We use validation data, which isn't used in model training, to measure a candidate model's accuracy. This lets us try many candidate models and keep the best one.

![fitting.png](attachment:fitting.png)

In [38]:
def get_mae(myModel, max_leaf_nodes, train_X, val_X, train_y, val_y):
    if myModel == 'dtree':
        model = DecisionTreeRegressor(max_leaf_nodes=max_leaf_nodes, random_state=1)
    else:
        model = RandomForestRegressor(max_leaf_nodes=max_leaf_nodes, random_state=1)
    
    model.fit(train_X, train_y)
    preds_val = model.predict(val_X)
    mae = mean_absolute_error(val_y, preds_val)
    return(mae)

# compare MAE with differing values of max_leaf_nodes
candidate_max_leaf_nodes = [16,18,20,22,24,30]

for max_leaf_nodes in candidate_max_leaf_nodes:
    my_mae_DT = get_mae('dTree', max_leaf_nodes, train_X, val_X, train_y, val_y)
    my_mae_RF = get_mae('rForest', max_leaf_nodes, train_X, val_X, train_y, val_y)
    print("Max leaf nodes: %d  \t\t MAE Tree:  %f   \t\t MAE Forest:  %f" %(max_leaf_nodes, my_mae_DT, my_mae_RF))
    
scores = {leaf_size: get_mae('dTree', leaf_size, train_X, val_X, train_y, val_y) for leaf_size in candidate_max_leaf_nodes}
best_tree_size = min(scores, key=scores.get)

print('\n*** BEST TREE SIZE == ' + str(best_tree_size))

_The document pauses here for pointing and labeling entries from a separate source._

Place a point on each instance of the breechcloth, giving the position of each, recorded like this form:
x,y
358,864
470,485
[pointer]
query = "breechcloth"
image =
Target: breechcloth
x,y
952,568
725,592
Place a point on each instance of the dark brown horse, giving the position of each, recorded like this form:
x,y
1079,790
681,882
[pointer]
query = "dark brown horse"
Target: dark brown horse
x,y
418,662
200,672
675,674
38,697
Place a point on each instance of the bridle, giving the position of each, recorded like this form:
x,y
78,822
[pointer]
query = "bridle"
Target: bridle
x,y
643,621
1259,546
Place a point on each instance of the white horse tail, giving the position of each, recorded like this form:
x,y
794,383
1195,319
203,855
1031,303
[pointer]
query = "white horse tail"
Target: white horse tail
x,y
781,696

Max leaf nodes: 16  		 MAE Tree:  58.606154   		 MAE Forest:  58.606154
Max leaf nodes: 18  		 MAE Tree:  58.581520   		 MAE Forest:  58.581520
Max leaf nodes: 20  		 MAE Tree:  58.809187   		 MAE Forest:  58.809187
Max leaf nodes: 22  		 MAE Tree:  58.827407   		 MAE Forest:  58.827407
Max leaf nodes: 24  		 MAE Tree:  58.778142   		 MAE Forest:  58.778142
Max leaf nodes: 30  		 MAE Tree:  58.492822   		 MAE Forest:  58.492822

*** BEST TREE SIZE == 30


# Building a Random Forest Model

In [41]:
forest_model = RandomForestRegressor(max_leaf_nodes=20, random_state=0)
forest_model.fit(train_X, train_y)



RandomForestRegressor(bootstrap=True, criterion='mse', max_depth=None,
           max_features='auto', max_leaf_nodes=20,
           min_impurity_decrease=0.0, min_impurity_split=None,
           min_samples_leaf=1, min_samples_split=2,
           min_weight_fraction_leaf=0.0, n_estimators=10, n_jobs=1,
           oob_score=False, random_state=0, verbose=0, warm_start=False)

In [42]:
melb_preds = forest_model.predict(val_X)

print(mean_absolute_error(val_y, melb_preds))

58.29918376597213